ES 提供了一个可以执行查询的 json 风格的 DSL（Domain specific language，领域特定语言），被称为 Query DSL。

基本语法格式

一个查询语句的典型结构：

# 如果针对于某个字段，那么它的结构为：
{
  QUERY_NAME:{   # 使用的功能
     FIELD_NAME:{  #  功能参数
       ARGUMENT:VALUE,
       ARGUMENT:VALUE,...
      }   
   }
}

查询示例：

query 定义如何查询，match_all 代表查询所有的索引
from 代表从第几条文档开始查询，size 代表查询文档个数，通常组合起来完成分页功能
sort 代表排序，多字段排序时，会在前序字段相等时后续字段内部排序，否则以前序为准

GET http://192.168.56.56:9200/bank/_search
{
  "query": {  #  查询的字段
    "match_all": {}
  },
  "from": 0,  # 从第几条文档开始查
  "size": 5,
  "_source":["balance", "firstname"], # 要返回的字段
  "sort": [
    {
      "account_number": {  # 返回结果按哪个列排序
        "order": "desc"  # 降序
      }
    }
  ]
}

# 返回
{
    "took": 4,
    "timed_out": false,
    "_shards": {
        "total": 1,
        "successful": 1,
        "skipped": 0,
        "failed": 0
    },
    "hits": {
        "total": {
            "value": 1000,
            "relation": "eq"
        },
        "max_score": null,
        "hits": [
            {
                "_index": "bank",
                "_type": "account",
                "_id": "999",
                "_score": null,
                "_source": {
                    "firstname": "Dorothy",
                    "balance": 6087
                },
                "sort": [
                    999
                ]
            },
            {
                "_index": "bank",
                "_type": "account",
                "_id": "998",
                "_score": null,
                "_source": {
                    "firstname": "Letha",
                    "balance": 16869
                },
                "sort": [
                    998
                ]
            },
            {
                "_index": "bank",
                "_type": "account",
                "_id": "997",
                "_score": null,
                "_source": {
                    "firstname": "Combs",
                    "balance": 25311
                },
                "sort": [
                    997
                ]
            },
            {
                "_index": "bank",
                "_type": "account",
                "_id": "996",
                "_score": null,
                "_source": {
                    "firstname": "Andrews",
                    "balance": 17541
                },
                "sort": [
                    996
                ]
            },
            {
                "_index": "bank",
                "_type": "account",
                "_id": "995",
                "_score": null,
                "_source": {
                    "firstname": "Phelps",
                    "balance": 21153
                },
                "sort": [
                    995
                ]
            }
        ]
    }
}

query/match 匹配查询

如果是非字符串，会进行精确匹配。
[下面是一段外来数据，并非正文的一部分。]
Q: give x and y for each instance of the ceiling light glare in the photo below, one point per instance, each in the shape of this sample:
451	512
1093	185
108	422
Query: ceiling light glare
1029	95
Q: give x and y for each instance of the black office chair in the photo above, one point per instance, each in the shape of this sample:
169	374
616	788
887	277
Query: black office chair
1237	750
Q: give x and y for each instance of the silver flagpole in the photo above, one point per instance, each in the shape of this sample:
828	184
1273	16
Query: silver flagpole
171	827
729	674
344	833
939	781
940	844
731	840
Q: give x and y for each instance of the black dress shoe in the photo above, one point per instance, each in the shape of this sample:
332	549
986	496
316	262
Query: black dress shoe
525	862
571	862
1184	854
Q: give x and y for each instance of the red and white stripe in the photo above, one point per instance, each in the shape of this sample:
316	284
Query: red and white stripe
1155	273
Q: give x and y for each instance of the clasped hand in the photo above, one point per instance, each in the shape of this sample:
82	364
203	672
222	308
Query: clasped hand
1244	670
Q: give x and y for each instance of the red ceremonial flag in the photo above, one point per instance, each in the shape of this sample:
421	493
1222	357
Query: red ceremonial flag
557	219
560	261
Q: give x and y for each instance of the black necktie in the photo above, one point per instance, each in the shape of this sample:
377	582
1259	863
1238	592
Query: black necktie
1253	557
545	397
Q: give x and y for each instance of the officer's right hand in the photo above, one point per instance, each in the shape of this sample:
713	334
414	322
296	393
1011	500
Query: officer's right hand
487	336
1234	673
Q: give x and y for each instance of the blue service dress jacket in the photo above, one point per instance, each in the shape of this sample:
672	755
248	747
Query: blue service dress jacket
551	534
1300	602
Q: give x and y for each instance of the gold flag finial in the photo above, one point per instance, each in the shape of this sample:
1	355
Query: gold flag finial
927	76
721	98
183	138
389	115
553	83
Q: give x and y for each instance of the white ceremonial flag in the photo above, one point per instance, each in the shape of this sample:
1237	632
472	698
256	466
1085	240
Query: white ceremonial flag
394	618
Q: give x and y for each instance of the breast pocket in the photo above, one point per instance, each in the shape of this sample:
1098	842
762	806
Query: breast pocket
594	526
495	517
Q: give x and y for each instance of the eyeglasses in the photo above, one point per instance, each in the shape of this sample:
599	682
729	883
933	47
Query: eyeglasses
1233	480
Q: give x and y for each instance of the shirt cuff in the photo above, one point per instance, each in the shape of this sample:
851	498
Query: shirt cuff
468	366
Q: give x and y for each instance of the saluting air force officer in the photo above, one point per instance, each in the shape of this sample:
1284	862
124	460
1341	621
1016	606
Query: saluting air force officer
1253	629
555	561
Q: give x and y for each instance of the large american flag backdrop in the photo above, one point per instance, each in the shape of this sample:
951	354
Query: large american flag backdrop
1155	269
如果是字符串，会进行全文检索。

非字符串（基本类型），精确匹配

GET http://192.168.56.56:9200/bank/_search
{
  "query": {
    "match": {
      "account_number": "20"
    }
  }
}

# 返回
{
    "took": 10,
    "timed_out": false,
    "_shards": {
        "total": 1,
        "successful": 1,
        "skipped": 0,
        "failed": 0
    },
    "hits": {
        "total": {
            "value": 1, # 得到一条记录
            "relation": "eq"
        },
        "max_score": 1.0, # 最大得分
        "hits": [
            {
                "_index": "bank",
                "_type": "account",
                "_id": "20",
                "_score": 1.0,
                "_source": { # 文档信息
                    "account_number": 20,
                    "balance": 16418,
                    "firstname": "Elinor",
                    "lastname": "Ratliff",
                    "age": 36,
                    "gender": "M",
                    "address": "282 Kings Place",
                    "employer": "Scentric",
                    "email": "elinorratliff@scentric.com",
                    "city": "Ribera",
                    "state": "WA"
                }
            }
        ]
    }
}

字符串，全文检索，最终会按照评分进行排序，会对检索条件进行分词匹配。这是因为维护了一个倒排索引表。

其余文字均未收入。